The first of its kind in the southern hemisphere, the Institute is a living laboratory for conservation education and scientific investigation, built to empower the scientists of tomorrow.

Designed by Sydney-based practice, NBRS Architecture, the central concept was based around bringing together three major hubs; Learning, Science, and Visitor Experience, to “seamlessly connect via branching arms intersecting in a central light filled atrium”.

The Scientific Hub provides an on-site facility to showcase and benefit from the zoo’s unique data and specimens, while its research facilities allow Taronga’s scientists to explore ways to protect endangered species.

It is a facility not only for staff but university students, fostering the next generation of conservation innovation.

The design houses tutorial learning environments that allow students from all backgrounds and levels of study to interact with the zoo.

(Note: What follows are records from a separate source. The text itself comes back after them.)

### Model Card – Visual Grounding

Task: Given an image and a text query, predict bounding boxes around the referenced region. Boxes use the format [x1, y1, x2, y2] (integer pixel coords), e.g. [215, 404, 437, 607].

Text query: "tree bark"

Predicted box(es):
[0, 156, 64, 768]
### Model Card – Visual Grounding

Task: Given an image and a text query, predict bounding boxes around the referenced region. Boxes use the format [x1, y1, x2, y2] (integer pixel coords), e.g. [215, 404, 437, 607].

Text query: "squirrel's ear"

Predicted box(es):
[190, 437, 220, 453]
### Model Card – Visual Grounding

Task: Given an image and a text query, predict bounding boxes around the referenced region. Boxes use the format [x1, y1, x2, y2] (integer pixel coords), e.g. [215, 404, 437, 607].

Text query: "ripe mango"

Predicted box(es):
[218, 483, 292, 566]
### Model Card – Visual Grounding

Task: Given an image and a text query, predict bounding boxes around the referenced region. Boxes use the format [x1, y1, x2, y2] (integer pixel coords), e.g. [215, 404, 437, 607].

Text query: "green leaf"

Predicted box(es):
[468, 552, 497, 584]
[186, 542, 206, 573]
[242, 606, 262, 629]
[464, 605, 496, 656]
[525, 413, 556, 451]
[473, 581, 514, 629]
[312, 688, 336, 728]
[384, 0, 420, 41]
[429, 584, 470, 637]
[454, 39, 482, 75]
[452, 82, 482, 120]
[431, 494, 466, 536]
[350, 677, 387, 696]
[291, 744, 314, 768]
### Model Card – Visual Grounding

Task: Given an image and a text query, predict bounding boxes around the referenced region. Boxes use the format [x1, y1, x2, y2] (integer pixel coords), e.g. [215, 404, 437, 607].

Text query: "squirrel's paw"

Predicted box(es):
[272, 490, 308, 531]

From early learning, through to high school and beyond, to researchers and tertiary students, the Learning Hub is a space that will support over 150,000 visits per year and will elevate the depth of educational engagement.


Three immersive learning environments themed around rainforest, arid and woodland habitats provide authentic learning experiences for students and transform education at the Zoo. 

The collaborative Visitor Hub is a space that allows a true connection between visitors and the Institute and has been specifically designed for experiences to create a closer bond between students, scientists and 300 staff. 

According to Andrew Duffin, director of Design at NBRS, “From the outset we worked closely with the Taronga Conservation Society to create a benchmark facility which would evoke its core purposes of conservation.”

“From the big ideas of branching arms centred on a light filled atrium, down to the detail of the cell like fa├žade, the result is a beautifully crafted experiential environment,” he says.